Bugzilla – Bug 531
unbound doesn't set SO_REUSEADDR on UDP sockets
Last modified: 2013-10-31 16:22:37 CET
Created attachment 240 [details]
Patch for UDP SO_REUSEADDR
I have attached a patch for this.
Your patch looks very good.
But I do not understand why I want to set REUSEADDR on UDP sockets? For TCP sockets it avoids failure on rebinding, but this is for UDP sockets? Presumably they are not in use by anyone else, and if they are, unbound should not bind them for itself, but fail. Such failures are soft (another random port is chosen). What does REUSEADDR really do for UDP, allow you to bind the same port multiple times I seem to find as only reason to do it, but unbound does not need that functionality, it would be a superfluous system call in that case. Is there some reason you think that REUSEADDR is useful here?
There are situations where SO_REUSEADDR is useful with UDP. Specifically, when you want to bind multiple services to the same UDP port number. In our case we are binding unbound and another, different, service to the port 53 using different IP addresses (one is a specific IP address, the other is 0.0.0.0).
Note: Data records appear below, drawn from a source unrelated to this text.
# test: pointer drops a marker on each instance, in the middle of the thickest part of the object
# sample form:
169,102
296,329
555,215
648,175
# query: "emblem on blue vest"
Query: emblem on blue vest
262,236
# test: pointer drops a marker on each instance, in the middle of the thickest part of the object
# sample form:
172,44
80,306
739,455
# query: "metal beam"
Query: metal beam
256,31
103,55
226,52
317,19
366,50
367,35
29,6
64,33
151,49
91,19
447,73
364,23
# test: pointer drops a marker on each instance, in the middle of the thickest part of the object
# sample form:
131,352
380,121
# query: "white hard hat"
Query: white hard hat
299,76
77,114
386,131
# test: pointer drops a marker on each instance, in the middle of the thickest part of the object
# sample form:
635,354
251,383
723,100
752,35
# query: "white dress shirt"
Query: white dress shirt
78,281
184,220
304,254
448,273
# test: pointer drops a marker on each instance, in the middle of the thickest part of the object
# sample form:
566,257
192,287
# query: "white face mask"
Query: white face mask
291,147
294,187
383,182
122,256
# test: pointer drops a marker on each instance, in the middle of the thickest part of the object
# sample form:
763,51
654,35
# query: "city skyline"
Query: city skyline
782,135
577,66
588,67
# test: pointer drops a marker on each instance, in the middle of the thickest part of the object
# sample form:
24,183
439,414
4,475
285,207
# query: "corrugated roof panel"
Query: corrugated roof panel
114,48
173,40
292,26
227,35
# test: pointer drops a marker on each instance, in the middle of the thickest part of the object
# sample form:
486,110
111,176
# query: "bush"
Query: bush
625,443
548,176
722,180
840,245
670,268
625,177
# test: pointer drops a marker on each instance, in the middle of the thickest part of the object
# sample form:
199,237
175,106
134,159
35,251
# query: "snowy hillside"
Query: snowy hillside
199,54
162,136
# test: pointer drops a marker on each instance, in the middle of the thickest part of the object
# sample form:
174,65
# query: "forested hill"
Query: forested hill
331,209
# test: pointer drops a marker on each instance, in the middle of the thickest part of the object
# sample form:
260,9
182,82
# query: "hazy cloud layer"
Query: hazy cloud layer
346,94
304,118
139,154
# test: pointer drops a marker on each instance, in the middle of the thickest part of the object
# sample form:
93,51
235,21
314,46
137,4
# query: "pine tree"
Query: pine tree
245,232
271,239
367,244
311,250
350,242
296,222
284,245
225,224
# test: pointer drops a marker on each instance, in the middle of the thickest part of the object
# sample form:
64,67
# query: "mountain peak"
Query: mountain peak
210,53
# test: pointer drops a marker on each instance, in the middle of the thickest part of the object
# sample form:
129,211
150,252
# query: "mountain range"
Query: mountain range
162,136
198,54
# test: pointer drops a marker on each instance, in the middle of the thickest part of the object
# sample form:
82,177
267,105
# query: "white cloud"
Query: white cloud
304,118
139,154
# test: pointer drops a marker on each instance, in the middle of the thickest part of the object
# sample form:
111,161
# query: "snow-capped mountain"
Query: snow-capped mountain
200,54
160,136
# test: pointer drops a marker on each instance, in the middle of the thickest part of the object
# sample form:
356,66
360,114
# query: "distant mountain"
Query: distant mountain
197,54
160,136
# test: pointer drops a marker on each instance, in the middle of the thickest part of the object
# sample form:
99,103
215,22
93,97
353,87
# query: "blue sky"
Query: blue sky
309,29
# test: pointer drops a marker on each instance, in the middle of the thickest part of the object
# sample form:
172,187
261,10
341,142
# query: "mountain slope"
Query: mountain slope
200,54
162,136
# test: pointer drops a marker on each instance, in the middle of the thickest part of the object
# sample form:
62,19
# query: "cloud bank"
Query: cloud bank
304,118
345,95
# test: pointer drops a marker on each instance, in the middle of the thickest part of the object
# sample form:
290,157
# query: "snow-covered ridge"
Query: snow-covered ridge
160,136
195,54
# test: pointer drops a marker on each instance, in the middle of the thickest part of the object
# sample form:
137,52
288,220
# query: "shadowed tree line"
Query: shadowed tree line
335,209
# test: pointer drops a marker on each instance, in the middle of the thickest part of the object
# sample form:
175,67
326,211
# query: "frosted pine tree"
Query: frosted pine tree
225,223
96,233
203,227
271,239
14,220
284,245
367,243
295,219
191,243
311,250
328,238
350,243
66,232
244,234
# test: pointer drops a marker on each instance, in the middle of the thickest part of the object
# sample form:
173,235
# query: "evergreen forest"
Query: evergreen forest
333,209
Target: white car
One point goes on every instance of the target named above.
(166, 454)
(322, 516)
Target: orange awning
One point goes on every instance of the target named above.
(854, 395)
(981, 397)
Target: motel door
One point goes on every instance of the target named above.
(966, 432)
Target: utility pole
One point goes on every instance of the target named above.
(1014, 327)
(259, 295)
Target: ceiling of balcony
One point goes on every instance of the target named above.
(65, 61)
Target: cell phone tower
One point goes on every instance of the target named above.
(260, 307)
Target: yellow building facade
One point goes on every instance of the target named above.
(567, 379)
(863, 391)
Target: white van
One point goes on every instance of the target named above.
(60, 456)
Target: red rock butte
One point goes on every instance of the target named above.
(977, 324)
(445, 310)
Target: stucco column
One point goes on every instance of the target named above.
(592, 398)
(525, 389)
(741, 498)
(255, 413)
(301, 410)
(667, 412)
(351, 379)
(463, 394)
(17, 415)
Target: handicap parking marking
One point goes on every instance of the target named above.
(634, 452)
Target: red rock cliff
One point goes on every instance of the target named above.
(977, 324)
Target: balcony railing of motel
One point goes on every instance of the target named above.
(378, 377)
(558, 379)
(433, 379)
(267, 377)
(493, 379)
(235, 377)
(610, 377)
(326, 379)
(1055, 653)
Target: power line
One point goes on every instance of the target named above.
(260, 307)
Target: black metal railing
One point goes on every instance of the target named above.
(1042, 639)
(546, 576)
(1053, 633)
If all the sockets have SO_REUSEADDR then this is allowed.
There's a great StackOverflow on this: http://stackoverflow.com/questions/14388706/socket-options-so-reuseaddr-and-so-reuseport-how-do-they-differ-do-they-mean-t
That is a good article. And I see you want it for listening sockets. This option must not be sent for outgoing sockets - because then there can be collisions between new outgoing sockets and other server's sockets (who are then partially, or for Linux, fully hijacked for half the traffic). Thus, the patch needs to be modified that make_sock() adds these options for UDP sockets (if fd != -1), or calls a function to do so.
I see that Linux performs load balancing for REUSE_PORT options, and this is very desirable, but the effects on other OSes are not so wonderful (duplicate port binding with other servers is confusing for the operator). So I do not think I can easily call that one.
On closer inspection, it turns out that on Linux this would make unbound hijack another server's ports (i.e. another unbound instance) without any feedback, and thus the two servers would respond to UDP queries intermixed randomly.
On BSD, it does exactly what we want, i.e. allow more specific IP addresses to be bound by unbound.
But still this is likely to be very useful as an option, so I think I should set it by default, for listening sockets (e.g. on port 53).
Implemented and committed, only for port53 (interface: config) is it applied.